The large number of unfilled jobs in Alaska is not just about the pandemic, the “Great Resignation,” or the disenchantment of Gen Z with traditional work roles.
New data from the Alaska Department of Labor suggest that it’s also about demographics, and that it’s not going to turn around anytime soon.
Finding workers in Alaska these days is tough. That’s because there are roughly two jobs open for everyone looking for work. This is 180 degrees from the historic job market in the early 2000s, where there were just over two job-seekers for every available job.
It all came to a head over the last couple of years, and there was a constant refrain: The Great Resignation.
Many analysts attributed the Great Resignation to a reset of sorts, a change in attitudes toward work. So many people lost jobs during the pandemic, they just weren’t ready to go back to their old unfulfilling work, we were told.
But something had started to change even before the pandemic, and it’s described in the latest issue of the Alaska Department of Labor’s Economic Trends. All across the country, job openings had begun to rise, and labor shortages were occurring because Baby Boomers were aging out of the workforce. Demographers had seen it coming for a long time; that it happened in the middle of the first global pandemic in a century was coincidence.
State labor economist Dan Robinson, who authored the October issue, writes: “The pandemic accelerated the imbalance by prompting many older workers to retire earlier than they otherwise would have.”
“The three examples that come to mind to me, most obviously, would be nurses, teachers, and flight attendants,” Robinson said in an interview. “I think how miserable some of that work became during COVID.”
And Robinson also makes another critical point: Although some economic trends are leveling out in the aftermath of the pandemic, this demographic trend likely won’t.

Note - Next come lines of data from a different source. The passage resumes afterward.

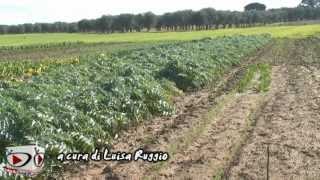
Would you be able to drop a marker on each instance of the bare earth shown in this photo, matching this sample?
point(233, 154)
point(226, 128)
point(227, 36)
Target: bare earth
point(220, 134)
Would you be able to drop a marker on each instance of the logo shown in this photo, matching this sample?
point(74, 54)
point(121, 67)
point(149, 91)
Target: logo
point(24, 160)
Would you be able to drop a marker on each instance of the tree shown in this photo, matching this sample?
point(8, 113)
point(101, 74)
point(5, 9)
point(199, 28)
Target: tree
point(149, 20)
point(310, 3)
point(255, 6)
point(104, 23)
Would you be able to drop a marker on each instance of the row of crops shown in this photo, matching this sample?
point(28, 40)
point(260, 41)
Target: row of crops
point(79, 106)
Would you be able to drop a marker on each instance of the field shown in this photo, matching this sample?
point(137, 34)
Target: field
point(214, 100)
point(35, 39)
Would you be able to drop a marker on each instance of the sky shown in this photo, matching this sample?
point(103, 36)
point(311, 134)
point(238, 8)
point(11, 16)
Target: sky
point(31, 11)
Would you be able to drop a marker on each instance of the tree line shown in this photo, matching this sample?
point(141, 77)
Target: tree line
point(185, 20)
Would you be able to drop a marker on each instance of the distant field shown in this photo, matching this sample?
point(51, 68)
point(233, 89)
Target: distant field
point(31, 39)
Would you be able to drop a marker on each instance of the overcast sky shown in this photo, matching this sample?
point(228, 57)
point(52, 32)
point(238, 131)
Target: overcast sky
point(31, 11)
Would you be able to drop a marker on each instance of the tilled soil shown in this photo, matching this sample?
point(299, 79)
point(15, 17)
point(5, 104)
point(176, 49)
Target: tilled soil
point(220, 134)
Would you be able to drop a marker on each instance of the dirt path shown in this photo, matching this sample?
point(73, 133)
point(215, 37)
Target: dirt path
point(290, 126)
point(219, 133)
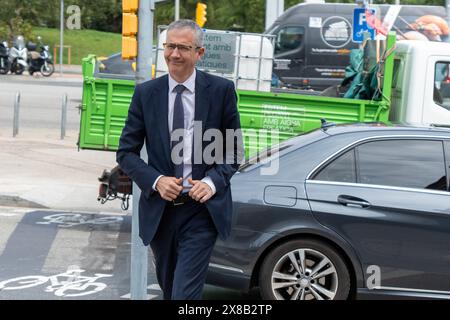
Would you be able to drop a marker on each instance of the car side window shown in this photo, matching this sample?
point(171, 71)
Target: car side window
point(289, 38)
point(447, 159)
point(441, 93)
point(341, 169)
point(403, 163)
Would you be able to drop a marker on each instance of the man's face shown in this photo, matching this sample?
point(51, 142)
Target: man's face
point(182, 59)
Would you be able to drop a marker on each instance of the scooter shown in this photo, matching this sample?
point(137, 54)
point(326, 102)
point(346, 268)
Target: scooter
point(40, 61)
point(4, 62)
point(18, 56)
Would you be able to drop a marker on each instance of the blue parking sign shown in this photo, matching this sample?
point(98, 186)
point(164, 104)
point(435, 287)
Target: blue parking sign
point(360, 24)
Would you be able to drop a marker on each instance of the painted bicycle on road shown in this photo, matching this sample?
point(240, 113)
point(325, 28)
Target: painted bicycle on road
point(67, 220)
point(67, 284)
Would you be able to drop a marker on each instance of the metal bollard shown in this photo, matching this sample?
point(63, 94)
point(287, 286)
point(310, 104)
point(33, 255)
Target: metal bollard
point(63, 116)
point(16, 115)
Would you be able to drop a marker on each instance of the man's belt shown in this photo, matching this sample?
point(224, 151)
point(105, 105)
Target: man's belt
point(181, 199)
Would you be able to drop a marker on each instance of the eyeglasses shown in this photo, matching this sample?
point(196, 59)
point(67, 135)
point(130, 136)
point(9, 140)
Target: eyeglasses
point(181, 47)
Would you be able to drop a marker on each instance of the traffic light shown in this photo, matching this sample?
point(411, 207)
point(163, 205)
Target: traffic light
point(129, 28)
point(200, 14)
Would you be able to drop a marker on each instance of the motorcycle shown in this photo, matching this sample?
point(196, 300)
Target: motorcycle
point(4, 62)
point(18, 56)
point(40, 61)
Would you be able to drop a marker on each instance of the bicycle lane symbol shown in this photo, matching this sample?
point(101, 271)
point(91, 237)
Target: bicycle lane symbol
point(67, 220)
point(67, 284)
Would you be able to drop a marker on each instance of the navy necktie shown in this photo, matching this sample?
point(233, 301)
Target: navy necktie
point(178, 123)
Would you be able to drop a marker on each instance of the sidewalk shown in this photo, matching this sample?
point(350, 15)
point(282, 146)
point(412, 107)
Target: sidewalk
point(71, 77)
point(39, 170)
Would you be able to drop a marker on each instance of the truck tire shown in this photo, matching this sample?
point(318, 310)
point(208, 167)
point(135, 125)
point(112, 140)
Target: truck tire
point(304, 270)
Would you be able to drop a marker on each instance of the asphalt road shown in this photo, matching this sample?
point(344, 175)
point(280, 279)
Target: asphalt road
point(54, 255)
point(40, 102)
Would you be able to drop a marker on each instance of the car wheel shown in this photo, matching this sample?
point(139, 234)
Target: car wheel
point(20, 69)
point(304, 270)
point(48, 70)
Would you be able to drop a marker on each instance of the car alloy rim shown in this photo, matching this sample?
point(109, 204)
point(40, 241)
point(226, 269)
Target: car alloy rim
point(304, 274)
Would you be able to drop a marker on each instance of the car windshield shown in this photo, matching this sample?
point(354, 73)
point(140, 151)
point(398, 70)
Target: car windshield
point(295, 142)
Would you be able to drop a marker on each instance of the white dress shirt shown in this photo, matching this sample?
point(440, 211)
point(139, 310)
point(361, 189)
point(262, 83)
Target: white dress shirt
point(188, 99)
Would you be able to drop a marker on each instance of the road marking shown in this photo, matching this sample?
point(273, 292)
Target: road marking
point(8, 215)
point(67, 284)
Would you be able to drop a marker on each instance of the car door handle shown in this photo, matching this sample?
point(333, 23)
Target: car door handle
point(350, 201)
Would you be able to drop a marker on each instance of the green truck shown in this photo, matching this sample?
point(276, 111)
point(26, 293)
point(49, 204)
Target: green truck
point(106, 101)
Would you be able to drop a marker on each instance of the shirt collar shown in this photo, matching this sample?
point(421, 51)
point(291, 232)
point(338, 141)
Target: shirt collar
point(189, 83)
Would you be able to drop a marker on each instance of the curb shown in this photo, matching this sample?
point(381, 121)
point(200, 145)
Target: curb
point(15, 201)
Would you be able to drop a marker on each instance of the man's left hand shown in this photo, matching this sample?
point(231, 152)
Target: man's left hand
point(200, 191)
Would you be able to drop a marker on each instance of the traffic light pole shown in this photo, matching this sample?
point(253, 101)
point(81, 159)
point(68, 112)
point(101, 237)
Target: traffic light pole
point(139, 252)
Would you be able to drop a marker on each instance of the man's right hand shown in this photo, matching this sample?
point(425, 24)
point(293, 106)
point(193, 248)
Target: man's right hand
point(169, 187)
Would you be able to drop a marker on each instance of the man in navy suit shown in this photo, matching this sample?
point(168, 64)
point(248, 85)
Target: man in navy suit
point(186, 198)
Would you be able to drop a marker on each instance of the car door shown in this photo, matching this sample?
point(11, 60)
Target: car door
point(389, 199)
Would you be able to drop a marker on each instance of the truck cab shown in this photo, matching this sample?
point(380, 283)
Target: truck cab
point(421, 83)
point(313, 41)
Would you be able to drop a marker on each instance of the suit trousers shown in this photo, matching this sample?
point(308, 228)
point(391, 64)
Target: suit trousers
point(182, 247)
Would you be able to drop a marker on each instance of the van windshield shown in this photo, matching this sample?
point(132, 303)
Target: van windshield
point(289, 38)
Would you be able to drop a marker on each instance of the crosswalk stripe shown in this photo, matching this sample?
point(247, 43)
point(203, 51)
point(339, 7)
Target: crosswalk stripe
point(8, 223)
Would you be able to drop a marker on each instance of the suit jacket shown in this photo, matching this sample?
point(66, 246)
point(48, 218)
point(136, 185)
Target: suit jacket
point(215, 107)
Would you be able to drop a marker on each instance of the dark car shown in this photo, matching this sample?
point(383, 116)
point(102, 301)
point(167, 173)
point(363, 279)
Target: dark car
point(352, 211)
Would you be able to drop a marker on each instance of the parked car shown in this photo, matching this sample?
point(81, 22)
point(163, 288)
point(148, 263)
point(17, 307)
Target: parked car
point(353, 210)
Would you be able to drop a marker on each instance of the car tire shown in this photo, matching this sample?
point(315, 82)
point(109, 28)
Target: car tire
point(280, 279)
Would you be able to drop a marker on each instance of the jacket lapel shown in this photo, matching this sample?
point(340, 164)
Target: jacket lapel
point(162, 103)
point(201, 98)
point(201, 115)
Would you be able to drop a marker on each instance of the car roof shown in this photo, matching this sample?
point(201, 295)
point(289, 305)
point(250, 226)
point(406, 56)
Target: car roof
point(386, 129)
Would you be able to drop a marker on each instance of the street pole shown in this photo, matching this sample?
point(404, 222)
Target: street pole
point(139, 252)
point(177, 10)
point(274, 9)
point(447, 6)
point(61, 38)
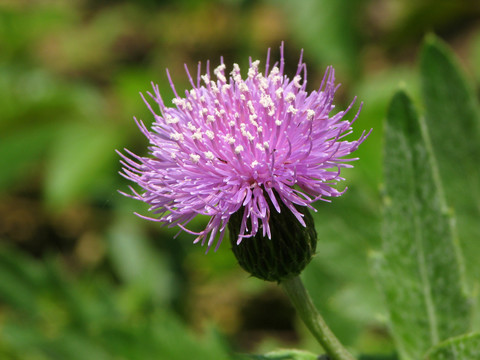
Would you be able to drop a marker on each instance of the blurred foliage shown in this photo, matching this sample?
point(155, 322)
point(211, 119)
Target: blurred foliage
point(80, 276)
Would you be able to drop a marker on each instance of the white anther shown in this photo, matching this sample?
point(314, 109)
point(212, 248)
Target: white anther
point(197, 135)
point(169, 119)
point(205, 79)
point(279, 93)
point(219, 72)
point(243, 87)
point(225, 88)
point(296, 81)
point(253, 69)
point(209, 155)
point(210, 134)
point(250, 106)
point(292, 110)
point(275, 71)
point(176, 136)
point(310, 114)
point(229, 139)
point(195, 158)
point(290, 97)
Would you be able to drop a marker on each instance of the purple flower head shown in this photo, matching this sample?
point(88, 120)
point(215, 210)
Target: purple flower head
point(231, 143)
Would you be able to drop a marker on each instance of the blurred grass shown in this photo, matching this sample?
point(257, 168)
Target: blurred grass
point(76, 263)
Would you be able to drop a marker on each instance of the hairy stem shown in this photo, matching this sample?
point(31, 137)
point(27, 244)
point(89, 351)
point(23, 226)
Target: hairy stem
point(313, 320)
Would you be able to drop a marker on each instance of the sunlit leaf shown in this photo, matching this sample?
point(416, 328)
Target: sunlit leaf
point(453, 119)
point(465, 347)
point(418, 269)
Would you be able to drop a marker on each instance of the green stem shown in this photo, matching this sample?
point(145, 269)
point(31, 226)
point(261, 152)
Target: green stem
point(313, 320)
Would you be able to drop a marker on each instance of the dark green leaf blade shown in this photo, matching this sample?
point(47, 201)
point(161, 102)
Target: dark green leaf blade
point(453, 119)
point(465, 347)
point(282, 355)
point(419, 269)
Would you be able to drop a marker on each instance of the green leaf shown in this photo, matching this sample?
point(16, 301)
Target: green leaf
point(418, 269)
point(453, 119)
point(145, 269)
point(465, 347)
point(283, 355)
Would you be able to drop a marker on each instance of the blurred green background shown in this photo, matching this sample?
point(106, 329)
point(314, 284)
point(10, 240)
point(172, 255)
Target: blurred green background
point(81, 277)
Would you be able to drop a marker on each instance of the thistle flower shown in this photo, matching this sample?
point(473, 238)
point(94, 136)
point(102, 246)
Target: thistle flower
point(250, 146)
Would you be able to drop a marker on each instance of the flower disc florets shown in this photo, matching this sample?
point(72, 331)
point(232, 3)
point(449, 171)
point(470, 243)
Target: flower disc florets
point(234, 142)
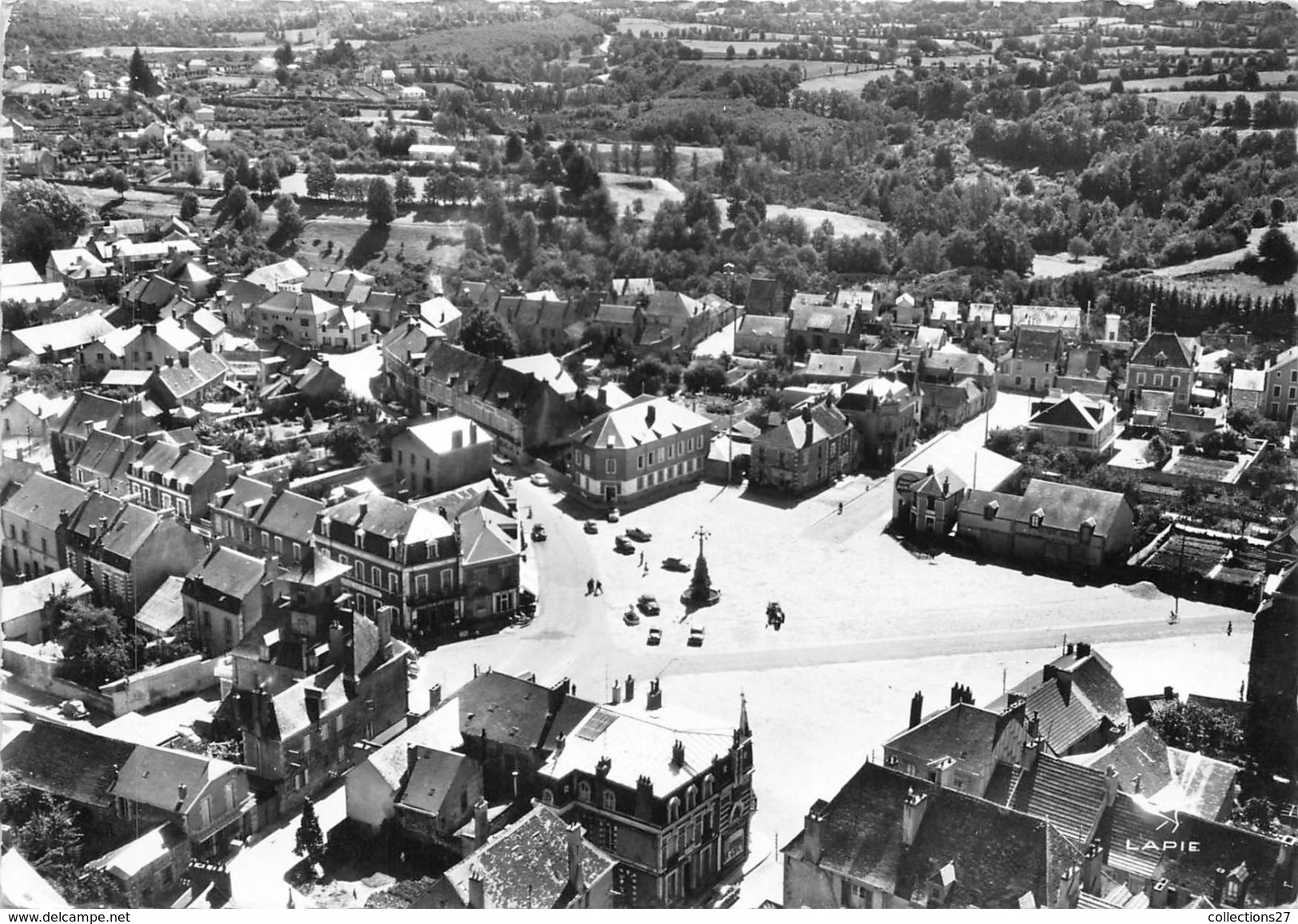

“I think employers are going to have to work hard to hire and retain until the Baby Boomers are all the way aged-out and we find some new stability,” Robinson said. “And that might mean some companies figuring out how to do the same business they used to do with fewer people.”
So now the question is, once an employer has found workers, how do you keep them? The October issue of Trends also looks at job turnover, and the data there are also telling. For example, although wages matter in retaining employees, wages aren’t everything. Some occupations with high compensation, like cell tower installers or highway maintenance workers, show exceptionally high rates of turnover, while other lower-paid occupations like bicycle mechanics and bartenders tend to hold onto workers. The data don’t account for tips, which likely throw bartenders into a higher earning tier than bike mechanics, but there is overlap in less quantifiable ways, like creativity and social interaction, and a dedication to a craft or purpose.
And what sends workers away from an employer? Sometimes it’s a desire to change jobs, or do the same job for someone else at higher pay. Alaska doesn’t have hard data in this area, but Robinson cites a national study conducted by the Massachusetts Institute of Technology which concluded that a toxic work culture was three times more likely to contribute to attrition than compensation. He writes, “Some of the attributes of a toxic culture include disrespectful treatment and unethical behavior.”
“It begs the question what workplace toxicity means,” said Robinson. “I was doing a presentation in Anchorage last week, and I mentioned that and – I swear – a tenth of the people in the audience were vigorously nodding.”
All of these factors are probably in play in the two occupations in Alaska with the highest and lowest rates of turnover. At the top of the list, with an annual turnover rate of 84%, are fast food cooks who earn an average of $16 an hour. And at the bottom, with a turnover rate of just 8%, and an hourly wage of about $50 an hour, are architects.